We finally observe that $f$ is surjective, because for $k:=\left(k_{1},\dots,k_{N}\right)\in\left\{ 0,1\right\} ^{N}$ arbitrary, we can set $$ x:=\sum_{\ell=1}^{N}k_{\ell}2^{-\ell}+\sum_{\ell=N+1000}^{\infty}2^{-\ell}\in\left[0,1\right). $$ Then the right hand side of the above equation directly yields the infinite binary expansion of $x$ and hence $b_{n}\left(x\right)=k_{n}$ for all $n\in\left\{ 1,\dots,N\right\} $, which means $f\left(x\right)=k$.
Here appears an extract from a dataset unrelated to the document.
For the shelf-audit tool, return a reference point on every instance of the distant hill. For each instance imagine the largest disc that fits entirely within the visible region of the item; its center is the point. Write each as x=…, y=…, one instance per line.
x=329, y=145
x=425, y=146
As the cardinality $\left|\left\{ 0,1\right\} ^{N}\right|=2^{N}$ is equal to the cardinality $$ 2^{N}=\left|\left\{ 1,\dots,2^{N}\right\} \right|=\left|\left\{ \left[\left(j-1\right)\cdot2^{-N},j\cdot2^{-N}\right)\,\mid\, j\in\left\{ 1,\dots,2^{N}\right\} \right\} \right|, $$ this implies that for each $k=\left(k_{1},\dots,k_{N}\right)\in\left\{ 0,1\right\} ^{N}$, there is a unique $j_{k}\in\left\{ 1,\dots,2^{N}\right\} $ such that $f\equiv k$ on $\left[\left(j_{k}-1\right)\cdot2^{-N},j_{k}\cdot2^{-N}\right)$. But this ensures \begin{eqnarray*} \lambda\left(\left\{ x\in\left[0,1\right)\,\mid\, b_{1}\left(x\right)=k_{1},\dots,b_{N}\left(x\right)=k_{N}\right\} \right) & = & \lambda\left(\left[\left(j_{k}-1\right)\cdot2^{-N},j_{k}\cdot2^{-N}\right)\right)\\ & = & 2^{-N}\\ & = & \prod_{j=1}^{N}\lambda\left(\left\{ x\in\left[0,1\right)\,\mid\, b_{j}\left(x\right)=k_{j}\right\} \right), \qquad (1) \end{eqnarray*} where the last equality is due to $\left(\dagger\right)$, which implies $$ \left\{ x\in\left[0,1\right)\,\mid\, b_{j}\left(x\right)=0\right\} =\biguplus_{\ell=0}^{2^{j-1}-1}\left[2\ell\cdot2^{-j},\left(2\ell+1\right)\cdot2^{-j}\right) $$ and hence $$ \lambda\left(\left\{ x\in\left[0,1\right)\,\mid\, b_{j}\left(x\right)=0\right\} \right)=\sum_{\ell=0}^{2^{j-1}-1}\lambda\left(\left[2\ell\cdot2^{-j},\left(2\ell+1\right)\cdot2^{-j}\right)\right)=2^{-j}\cdot2^{j-1}=\frac{1}{2} \qquad (2) $$ as well as $$ \lambda\left(\left\{ x\in\left[0,1\right)\,\mid\, b_{j}\left(x\right)=1\right\} \right)=1-\lambda\left(\left\{ x\in\left[0,1\right)\,\mid\, b_{j}\left(x\right)=0\right\} \right)=\frac{1}{2}. \qquad (3) $$ In summary, equations (1)-(3) establish the claim.